The Ukraine war has also pushed global displacement to a record high, resulting in the largest human displacement crisis recorded in the world today. Latest records show that 6.86 million Ukrainians have fled the country, while 6.64 million are estimated to be forcibly displaced inside the country.
It is well known that the burden of mental health problems is high in conflict-affected populations. Wars and conflicts can expose individuals to different traumatic events when people are forced to uproot their lives and those of their families’ seeking safety and survival. Such displacements result in people leaving behind all those things that protect mental well-being such as social networks, employment, shelter, educational settings to mention a few. This of course increases the likelihood of developing or experiencing worsening mental health problems.
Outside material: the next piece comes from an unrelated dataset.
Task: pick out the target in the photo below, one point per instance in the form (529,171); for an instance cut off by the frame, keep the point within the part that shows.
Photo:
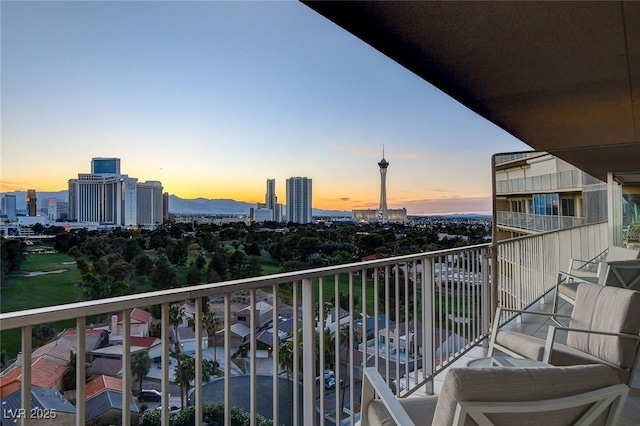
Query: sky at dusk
(214,98)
As with any emergency, action to protect mental health is key, not only for the immediately affected persons but for the whole society.
Since the onset of this conflict, Mental Health Europe (MHE) has been liaising with its members to closely monitor the evolving situation and discuss the best possible approaches to address mental health needs and psychosocial services.
Migrants’ mental health, although affected by the entire migration experience, often remains an afterthought. In many places, the capacities for providing tailored services are stretched or non-existent, while financial and human resources are scarce.
This paper aims to explore the key short, medium, and long-term challenges to mental health linked to the Ukraine war and beyond, and how mental health support should be prioritised as part of a comprehensive approach to well-being.
The challenges and devastations caused by the war in Ukraine are irrefutable. With increased attention, solidarity and policy interventions, this unprecedented situation grants a chance to reframe the way we talk about mental health and underline how our mental health is shaped by a wide range of social determinants.
As governments continue to introduce policy measures, it is a crucial time for investments in a whole-of-society response to mitigate the long-term effects of the war on the mental health of all those affected.